Die Elemente sind bewusst unkonkret gehalten; es könnte dies ein Arkadengang oder ein Ausstellungsbereich werden, sagt Vogel. "Es geht mir primär darum, für die Leopoldstraße einen urbanen Abschluss zu erreichen." Insgesamt, so erklärt der Architekt, wolle er in der Ästhetik die Architektur des Busbahnhofs mit seinen geschwungenen Formen aufnehmen und so der Münchner Freiheit einen eigenständigen Charakter geben. Der Parkplatz, ist sich Vogel sicher, könnte ohne Statikproblem hinsichtlich der darunterliegenden U-Bahn-Trasse in eine Tiefgarage verlegt werden.

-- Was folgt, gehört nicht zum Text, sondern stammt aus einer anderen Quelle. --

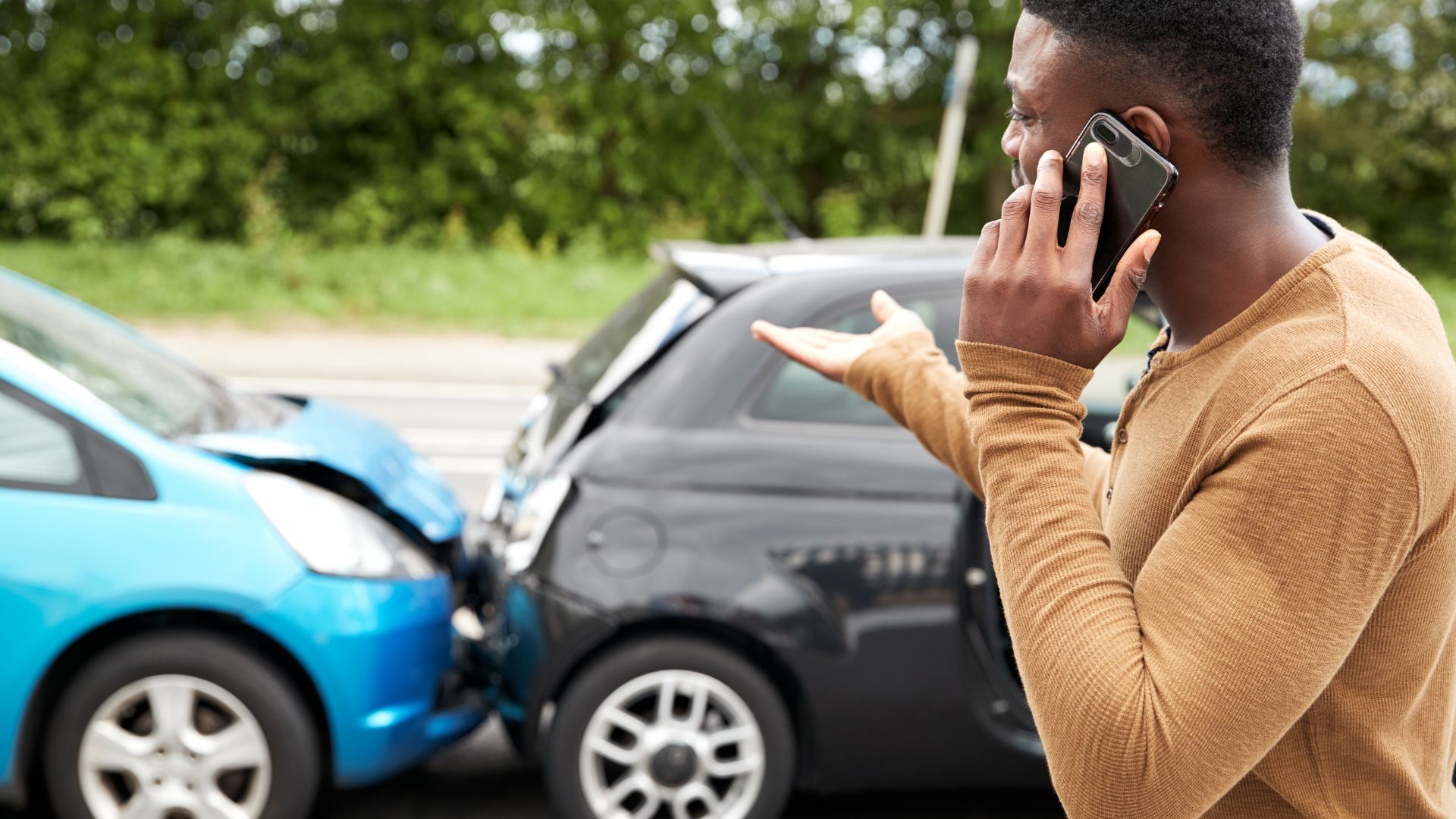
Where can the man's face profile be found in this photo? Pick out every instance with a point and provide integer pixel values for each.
(1052, 99)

Bei der Präsentation zeigten sich Vertreter des BA mehrheitlich sehr angetan. "Wir sollten das in die öffentliche Diskussion einspeisen, sonst sind wir in 20 Jahren immer noch nicht weiter", sagte Patric Wolf (CSU). Er spielte auch auf den teilweisen Rückbau der Ungererstraße vor der Erlöserkirche an, ein Projekt, auf das die Lokalpolitiker auch seit Langem vergeblich pochen. Ziel ist es, das Kirchenbauwerk wieder ans Platzgeschehen anzubinden. Vor zwei Jahren hatte das Planungsreferat dazu einen Beschluss für den Stadtrat erarbeitet, welcher aber derzeit überarbeitet wird, wie es von der Behörde heißt. "Wann eine Stadtratsbehandlung erfolgen kann, lässt sich derzeit nicht sagen", teilt ein Sprecher mit.